If you go to your secondary service bus namespace, you will see logs showing a successful Failover has taken place.
Publish your runbook
This runbook will be incorporated into your automated logic app or power automation platform.
NOTE:
This automation account manual test will have failed over your geo-paired namespace and broken the pairing. Before continuing with the demonstration, you will have to run a Terraform destroy to delete all the resource and then run Terraform apply to recreate all the resources before we can test the logic app automation flow.
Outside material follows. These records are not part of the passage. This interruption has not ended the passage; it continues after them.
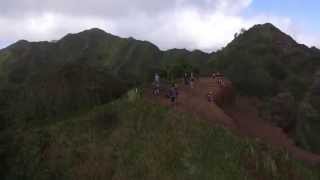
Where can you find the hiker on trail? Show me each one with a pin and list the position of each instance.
(186, 79)
(210, 96)
(192, 79)
(157, 78)
(173, 93)
(213, 76)
(156, 88)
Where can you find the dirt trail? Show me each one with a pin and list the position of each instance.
(242, 117)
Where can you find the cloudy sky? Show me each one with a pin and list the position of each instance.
(193, 24)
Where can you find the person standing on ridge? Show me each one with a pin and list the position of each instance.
(173, 94)
(186, 79)
(192, 79)
(156, 90)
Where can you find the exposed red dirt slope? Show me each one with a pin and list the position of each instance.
(241, 116)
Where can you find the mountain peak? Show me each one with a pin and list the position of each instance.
(264, 35)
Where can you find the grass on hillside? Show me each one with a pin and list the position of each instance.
(137, 140)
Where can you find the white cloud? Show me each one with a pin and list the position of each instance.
(191, 24)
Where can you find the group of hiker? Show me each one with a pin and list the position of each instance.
(189, 79)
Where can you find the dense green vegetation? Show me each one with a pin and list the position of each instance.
(59, 117)
(137, 140)
(267, 63)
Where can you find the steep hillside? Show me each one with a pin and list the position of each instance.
(138, 140)
(44, 79)
(43, 85)
(264, 61)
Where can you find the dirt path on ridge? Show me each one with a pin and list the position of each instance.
(242, 117)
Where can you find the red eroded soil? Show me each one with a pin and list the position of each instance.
(241, 116)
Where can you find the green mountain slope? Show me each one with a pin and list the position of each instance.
(138, 140)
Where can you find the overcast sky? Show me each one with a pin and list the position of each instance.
(193, 24)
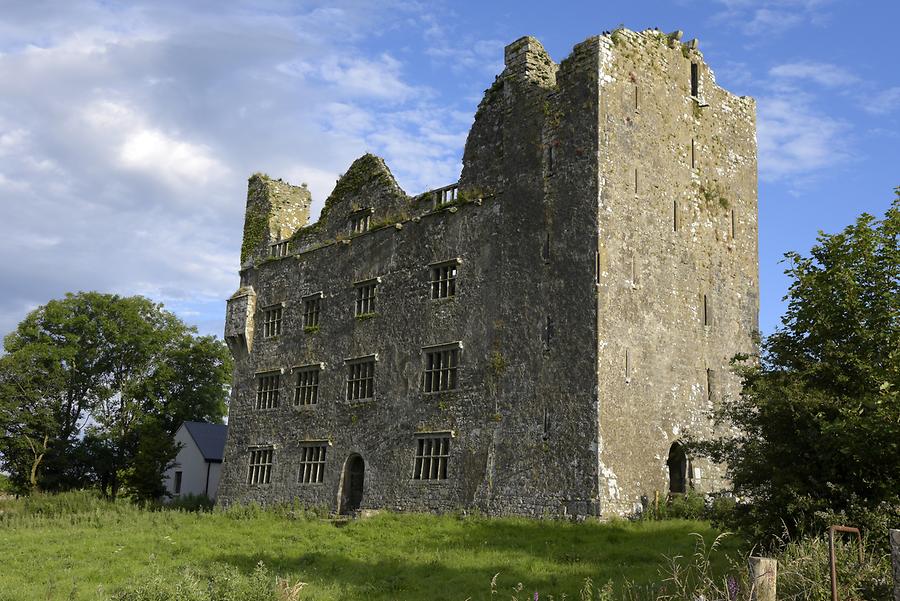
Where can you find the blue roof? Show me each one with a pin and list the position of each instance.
(210, 439)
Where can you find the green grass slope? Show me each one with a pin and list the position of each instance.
(84, 548)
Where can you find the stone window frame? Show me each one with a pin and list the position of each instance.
(267, 396)
(306, 393)
(446, 371)
(313, 454)
(360, 221)
(442, 278)
(272, 320)
(260, 465)
(445, 196)
(281, 248)
(361, 378)
(365, 295)
(312, 309)
(431, 463)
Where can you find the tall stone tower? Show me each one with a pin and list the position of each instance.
(536, 338)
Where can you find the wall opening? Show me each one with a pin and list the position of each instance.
(627, 366)
(352, 485)
(705, 311)
(678, 467)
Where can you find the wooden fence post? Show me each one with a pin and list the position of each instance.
(763, 576)
(895, 560)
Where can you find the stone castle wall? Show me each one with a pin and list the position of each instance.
(545, 230)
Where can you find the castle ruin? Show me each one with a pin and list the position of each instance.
(535, 339)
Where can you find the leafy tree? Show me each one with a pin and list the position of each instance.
(87, 378)
(814, 437)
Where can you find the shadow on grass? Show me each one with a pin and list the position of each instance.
(426, 557)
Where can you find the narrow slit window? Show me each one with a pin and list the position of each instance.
(705, 311)
(627, 366)
(312, 463)
(260, 466)
(267, 391)
(312, 305)
(306, 391)
(695, 80)
(361, 379)
(441, 369)
(432, 457)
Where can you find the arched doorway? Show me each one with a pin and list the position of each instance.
(678, 466)
(352, 484)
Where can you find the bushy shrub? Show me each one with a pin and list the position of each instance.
(804, 572)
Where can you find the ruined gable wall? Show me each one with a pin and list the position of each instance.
(652, 278)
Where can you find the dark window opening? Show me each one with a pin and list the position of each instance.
(361, 380)
(432, 456)
(365, 298)
(312, 306)
(695, 80)
(441, 369)
(706, 315)
(312, 464)
(443, 280)
(272, 321)
(306, 391)
(267, 391)
(627, 366)
(260, 466)
(678, 468)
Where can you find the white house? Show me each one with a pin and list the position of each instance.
(199, 462)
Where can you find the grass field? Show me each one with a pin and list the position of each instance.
(84, 548)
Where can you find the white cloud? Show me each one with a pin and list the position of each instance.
(796, 140)
(127, 135)
(884, 102)
(767, 17)
(824, 74)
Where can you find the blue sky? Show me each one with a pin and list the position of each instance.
(128, 130)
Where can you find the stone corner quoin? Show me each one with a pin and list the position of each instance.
(534, 339)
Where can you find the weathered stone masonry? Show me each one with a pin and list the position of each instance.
(535, 339)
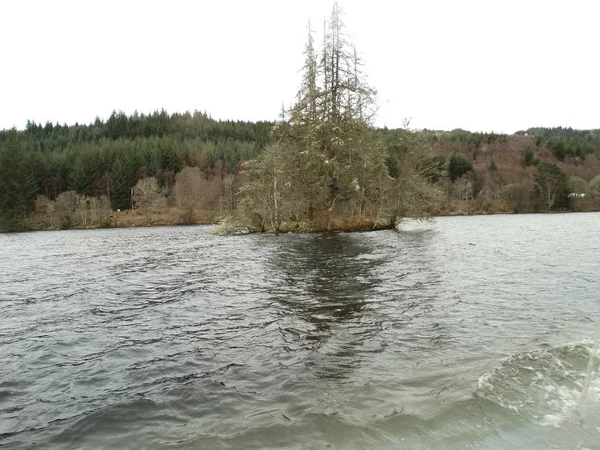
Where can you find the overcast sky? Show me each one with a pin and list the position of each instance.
(479, 65)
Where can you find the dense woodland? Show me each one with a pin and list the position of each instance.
(197, 164)
(322, 166)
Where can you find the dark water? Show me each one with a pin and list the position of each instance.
(472, 332)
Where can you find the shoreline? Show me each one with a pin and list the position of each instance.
(120, 224)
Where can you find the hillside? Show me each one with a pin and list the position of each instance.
(60, 176)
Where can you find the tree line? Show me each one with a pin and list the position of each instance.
(323, 165)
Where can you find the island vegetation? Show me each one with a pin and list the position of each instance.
(322, 166)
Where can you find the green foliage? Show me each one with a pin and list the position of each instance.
(458, 165)
(528, 158)
(18, 183)
(551, 187)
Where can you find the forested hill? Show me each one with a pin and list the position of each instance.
(106, 158)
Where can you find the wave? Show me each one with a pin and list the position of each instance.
(546, 386)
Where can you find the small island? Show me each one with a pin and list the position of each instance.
(323, 166)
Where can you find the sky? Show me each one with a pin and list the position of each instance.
(481, 65)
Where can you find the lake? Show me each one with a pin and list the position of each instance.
(468, 332)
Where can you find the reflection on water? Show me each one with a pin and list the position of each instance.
(326, 288)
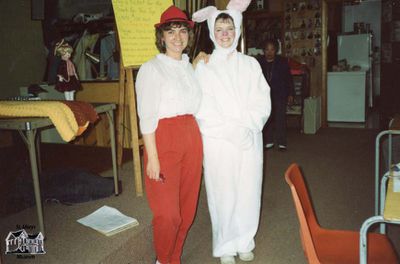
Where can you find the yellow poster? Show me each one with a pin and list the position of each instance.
(135, 23)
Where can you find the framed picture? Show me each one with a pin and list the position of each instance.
(259, 26)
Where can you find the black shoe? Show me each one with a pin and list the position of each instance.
(269, 145)
(282, 147)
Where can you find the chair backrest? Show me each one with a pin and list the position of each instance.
(304, 209)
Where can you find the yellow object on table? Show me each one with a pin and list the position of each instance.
(392, 205)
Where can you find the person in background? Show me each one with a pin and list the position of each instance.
(277, 73)
(235, 106)
(168, 96)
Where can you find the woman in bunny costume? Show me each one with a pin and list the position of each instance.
(235, 106)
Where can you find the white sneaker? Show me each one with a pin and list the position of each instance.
(247, 256)
(269, 145)
(227, 260)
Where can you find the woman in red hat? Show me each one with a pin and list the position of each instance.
(168, 96)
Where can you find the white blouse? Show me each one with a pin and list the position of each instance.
(165, 87)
Configuring your Automation Flow
Decide on whether to configure a Power Automation or Logic Apps automation platform. (I dont have a Power Automation license on my sandbox so Im building out on Logic Apps).
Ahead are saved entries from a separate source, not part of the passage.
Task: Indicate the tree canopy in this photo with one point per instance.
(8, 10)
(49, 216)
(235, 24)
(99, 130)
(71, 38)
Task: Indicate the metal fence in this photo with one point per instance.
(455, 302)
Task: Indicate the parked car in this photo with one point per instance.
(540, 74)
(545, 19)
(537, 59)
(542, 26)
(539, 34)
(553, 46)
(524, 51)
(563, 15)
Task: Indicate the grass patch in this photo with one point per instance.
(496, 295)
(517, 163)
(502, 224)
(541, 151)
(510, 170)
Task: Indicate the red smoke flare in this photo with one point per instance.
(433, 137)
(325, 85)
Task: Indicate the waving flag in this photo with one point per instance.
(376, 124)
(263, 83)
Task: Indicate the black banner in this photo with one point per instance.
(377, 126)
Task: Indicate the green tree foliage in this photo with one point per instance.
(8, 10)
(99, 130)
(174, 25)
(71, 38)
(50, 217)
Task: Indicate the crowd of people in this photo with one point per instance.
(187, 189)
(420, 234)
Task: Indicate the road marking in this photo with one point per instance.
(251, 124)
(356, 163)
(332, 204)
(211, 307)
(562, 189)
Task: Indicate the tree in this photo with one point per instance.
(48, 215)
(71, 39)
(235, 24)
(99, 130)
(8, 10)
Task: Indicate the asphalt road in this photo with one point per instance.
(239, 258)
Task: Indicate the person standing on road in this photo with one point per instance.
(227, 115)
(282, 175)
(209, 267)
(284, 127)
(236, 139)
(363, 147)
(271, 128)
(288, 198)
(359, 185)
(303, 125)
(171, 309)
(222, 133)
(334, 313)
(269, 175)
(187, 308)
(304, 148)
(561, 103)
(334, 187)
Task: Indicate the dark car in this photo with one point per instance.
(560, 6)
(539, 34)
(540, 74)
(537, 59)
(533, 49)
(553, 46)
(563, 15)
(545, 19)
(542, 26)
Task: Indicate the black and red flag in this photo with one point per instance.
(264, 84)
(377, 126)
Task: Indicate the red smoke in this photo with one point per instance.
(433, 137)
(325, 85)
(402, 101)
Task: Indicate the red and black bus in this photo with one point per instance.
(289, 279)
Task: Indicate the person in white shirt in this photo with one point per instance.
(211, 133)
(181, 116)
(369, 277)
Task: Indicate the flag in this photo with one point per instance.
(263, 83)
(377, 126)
Step 12 – Create your Logic App
Create a simple Consumption based logic app.
Refer to my pricing section for more details.
Step 13 - Enable Logic App SAMI
We are going to run the designer actions against the SAMI account
Go to the Logic App Identity,
Enable the System Identity > ON > Save >
Enable system assigned managed identity > Yes >
Step 10 - Logic App SAMI RBAC role
Select Azure role assignments button under the system assigned tab >
+ Add role assignment > select Monitoring Reader and Contributor
Save
Step 11 - Logic App Designer
Add a trigger > Recurrence schedule,
Configure a 10 minute frequency (the Azure Monitor takes < 10 minutes to sync log data to the log analytics workspace),
Save,
Add an action
Select Run query and list results
Create your bespoke connection name and select the Logic Apps MI (you are going to reference the logic app SAMI you enabled earlier),
Click on Create New
Click on Create New
Populate the pre-tested KQL query from earlier,
Now find the source log analytics workspace:
Select the destination subscription, resource group, resource type (log analytics workspace),
Resource name, and date range
Add an action
Add a control condition (to choose what to do if the Kusto Query returns a positive result),
Click on the value space and select the dynamic content list.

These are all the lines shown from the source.